The matrix $X$ can be seen as a set of $q$ points in $p$ dimensions. Let us first prove the following result, than your question will follow directly with a union bound: (by the way, I'm going to assume that your matrix $G$ is normalized)

Theorem
  Let $x \in \mathbb{R}^p$ and assume that the entries of the matrix $\tilde{G} \in \mathbb{R}^{s \times p}$ are drawn at random from a Gaussian distribution. Let $G = \frac{1}{\sqrt{s}}\tilde{G}$. Then $$ \mathbb{P}\left( |\|Gx\|_2^2 - \|x\|_2^2| \leq \varepsilon \|x\|_2^2 \right) \geq 1-2e^{-(\varepsilon^2-\varepsilon^3)s/4} $$

The proof uses a small lemma about the $\chi^2$ distribution which can be proved via Markov's inequality, after applying an exponential. 

Proof
  First of all, remember that $\mathbb{E}[\|Gx\|_2^2] = \|x\|_2^2$.
  It is also worth mentioning that the individual components of the image vector $(Gx)_j/\|x\|_2$ for $1 \leq j \leq s$ are independent Normal variable with variance $1/\sqrt{s}$. As a consequence $\|Gx\|_2^2/\|x\|_2^2$ behaves as a $\chi^2/s$ random variable with $s$ degrees of freedom. 
  Thus it follows, using classical results on the $\chi^2$ distribution, that $$ \mathbb{P}\left(\|Gx\|_2^2 \geq (1+\varepsilon) \|x\|_2^2 \right) = \mathbb{P}(\sum_{j=1}^s \frac{(Gx)_j}{\|x\|_2} \geq 1 + \varepsilon) = \mathbb{P}(\frac{1}{s}\chi^2 \geq 1 + \varepsilon) = \mathbb{P}(\chi^2 \geq (1+\varepsilon)s) \leq e^{-(\varepsilon^2-\varepsilon^3)s/4}. $$
  Similarly, the following bounds hold
  $$ \mathbb{P}\left(\|Gx\|_2^2 \leq (1-\varepsilon) \|x\|_2^2 \right) =  \mathbb{P}(\chi^2 \leq (1-\varepsilon)s) \leq e^{-(\varepsilon^2-\varepsilon^3)s/4}. $$
  Combining both bounds together yields the expected result. 

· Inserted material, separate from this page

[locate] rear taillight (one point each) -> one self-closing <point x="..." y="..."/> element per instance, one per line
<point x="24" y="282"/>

The result you asked for can be obtained by considering the norm $\|X\|_2^2 = \sum_{j = 1}^s\|x_j\|_2^2$ and using a union bound, playing with the constants
EDIT: adding some information relative to the estimations with the $\chi^2$ random variables. 
Let $x_1,\cdots,x_s$ be independent random Gaussian variables. 
$P=\mathbb{P}(\chi_s^2\geq (1+\varepsilon)s)  = \mathbb{P}(\sum_{i=1}^sx_i^2 \geq (1+\varepsilon)s) = \mathbb{P}(\operatorname{exp}\left(\lambda \sum_{i=1}^sx_i^2\right) \geq \operatorname{exp}\left(\lambda (1+\varepsilon)s \right))$. 
From here, we have Markov's inequality which yields $$P\leq \frac{\mathbb{E}\left(\operatorname{exp}\left(\lambda \sum_{i=1}^sx_i^2\right)\right)}{ \operatorname{exp}\left(\lambda (1+\varepsilon)s \right)} = \frac{\left(\mathbb{E}\left(\operatorname{exp}\left(\lambda x_i^2\right)\right)\right)^s}{ \operatorname{exp}\left(\lambda (1+\varepsilon)s \right)} = \frac{\left(\frac{1}{1-2\lambda}\right)^{k/2}}{\operatorname{exp}\left(\lambda (1+\varepsilon)s \right)}.$$ 
This expression is true for all $\lambda$, and in particular for $\lambda = \varepsilon/(2(1+\varepsilon))$, which achieves the minimum. We then only use the fact that $1+\varepsilon \leq \operatorname{exp}(\varepsilon-(\varepsilon^2-\varepsilon^3)/2)$. The other bound is obtained in a similar way. 
A: In general, you can apply a Gaussian concentration inequality for Lipschitz functions, see for example Proposition 4 below
https://terrytao.wordpress.com/2009/06/09/talagrands-concentration-inequality/
For special norms, you can obtain better results if you take advantage of the geometry of the corresponding norm.